Landkreis Börde (il). Angesichts weiter sinkender Pegelstände der Elbe und der Ohre hat sich zumindest die Hochwasserlage ein wenig entschärft. Das Betreten der durchnässten Deiche ist weiterhin verboten und wird am Wochenende durch die Polizei kontrolliert, kündigte Kreissprecher Uwe Baumgart gestern an. Das seit Dienstag eingerichtete Bürgertelefon wurde gestern Abend abgeschaltet.

Christian Pluder vom Landesbetrieb für Hochwasserschutz informierte gestern, "dass es keine nennenswerten Schäden an den Deichen im Kreis gibt." Auch wenn sich die Lage etwas entspannt, belastet das Hochwasser die Deiche weiterhin. Von daher ist Vorsicht geboten. "Die am bisherigen Einsatz beim Landkreis beteiligten Kräfte bleiben bis Montag in Abrufbereitschaft", so Uwe Baumgart.

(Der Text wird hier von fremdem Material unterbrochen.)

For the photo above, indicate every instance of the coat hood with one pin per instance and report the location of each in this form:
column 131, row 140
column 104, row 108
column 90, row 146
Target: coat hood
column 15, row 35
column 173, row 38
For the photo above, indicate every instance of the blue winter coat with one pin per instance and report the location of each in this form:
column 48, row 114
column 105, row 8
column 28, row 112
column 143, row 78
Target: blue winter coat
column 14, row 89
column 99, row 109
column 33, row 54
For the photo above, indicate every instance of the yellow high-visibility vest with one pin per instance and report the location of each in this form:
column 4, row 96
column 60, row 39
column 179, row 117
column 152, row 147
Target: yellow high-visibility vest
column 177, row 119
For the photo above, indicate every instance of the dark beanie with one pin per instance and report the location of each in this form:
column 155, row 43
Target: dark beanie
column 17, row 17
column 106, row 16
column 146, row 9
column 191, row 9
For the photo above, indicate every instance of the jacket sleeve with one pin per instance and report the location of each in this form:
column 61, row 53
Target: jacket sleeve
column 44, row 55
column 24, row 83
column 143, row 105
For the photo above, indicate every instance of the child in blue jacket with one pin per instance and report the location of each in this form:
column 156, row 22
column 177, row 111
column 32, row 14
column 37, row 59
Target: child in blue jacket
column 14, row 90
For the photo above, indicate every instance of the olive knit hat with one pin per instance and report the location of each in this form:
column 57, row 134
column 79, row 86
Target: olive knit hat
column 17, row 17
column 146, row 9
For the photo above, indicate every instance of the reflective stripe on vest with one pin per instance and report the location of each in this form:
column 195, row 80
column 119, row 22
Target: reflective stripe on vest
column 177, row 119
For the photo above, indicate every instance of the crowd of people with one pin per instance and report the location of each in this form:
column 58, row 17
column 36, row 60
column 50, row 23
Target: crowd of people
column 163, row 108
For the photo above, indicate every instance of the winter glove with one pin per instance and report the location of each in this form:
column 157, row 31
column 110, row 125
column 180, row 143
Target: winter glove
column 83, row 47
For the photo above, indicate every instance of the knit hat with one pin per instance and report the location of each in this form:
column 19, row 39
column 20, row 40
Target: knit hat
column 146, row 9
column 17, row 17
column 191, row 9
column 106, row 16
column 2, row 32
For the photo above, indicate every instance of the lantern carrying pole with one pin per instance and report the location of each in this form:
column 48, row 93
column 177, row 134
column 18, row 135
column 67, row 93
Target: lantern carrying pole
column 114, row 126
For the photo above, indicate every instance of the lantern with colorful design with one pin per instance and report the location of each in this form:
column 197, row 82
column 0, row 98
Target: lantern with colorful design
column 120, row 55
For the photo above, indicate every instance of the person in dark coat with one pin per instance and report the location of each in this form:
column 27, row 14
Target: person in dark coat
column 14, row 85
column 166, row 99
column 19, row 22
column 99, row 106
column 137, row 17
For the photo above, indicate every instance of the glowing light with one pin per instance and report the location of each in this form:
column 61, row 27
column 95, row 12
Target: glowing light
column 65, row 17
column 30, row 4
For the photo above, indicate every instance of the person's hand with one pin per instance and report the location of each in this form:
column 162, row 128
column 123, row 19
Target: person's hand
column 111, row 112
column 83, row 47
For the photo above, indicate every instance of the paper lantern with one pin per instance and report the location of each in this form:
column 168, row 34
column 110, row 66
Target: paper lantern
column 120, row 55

Mathias Schumann, im Krisenfall als Leiter der Technischen Einsatzleitung tätig, koordiniert in diesen Tagen gemeinsam mit Kreisbrandmeister Horst Nitzer das Einsatzgeschehen vor Ort. Um im Notfall helfen zu können, werden Sandsäcke benötigt, die in der Kiesgrube Farsleben bereit stehen. "Die Zusammenarbeit mit dem Kiesgrubenbetreiber verläuft absolut reibungslos. Auch dafür muss Dank gesagt werden", sagte Schumann. Die Kiesgrube wird zurzeit als Lagerstätte für die von der Stadt Halle kostenfrei gelieferten 6 000 Sandsäcke genutzt. Schuhmann: "Wir haben auch Sandsackbefüllmaschinen, weitere Technik und zeitweise auch Personal in der Kiesgrube, um bei Bedarf schnell auf Probleme reagieren zu können."

Als zuständige Gefahrenabwehrbehörden bleiben im Bereich der Ohre- und Elbedeiche die Stadt Wolmirstedt und die Gemeinde Elbe-Heide für die Bürger ansprechbar.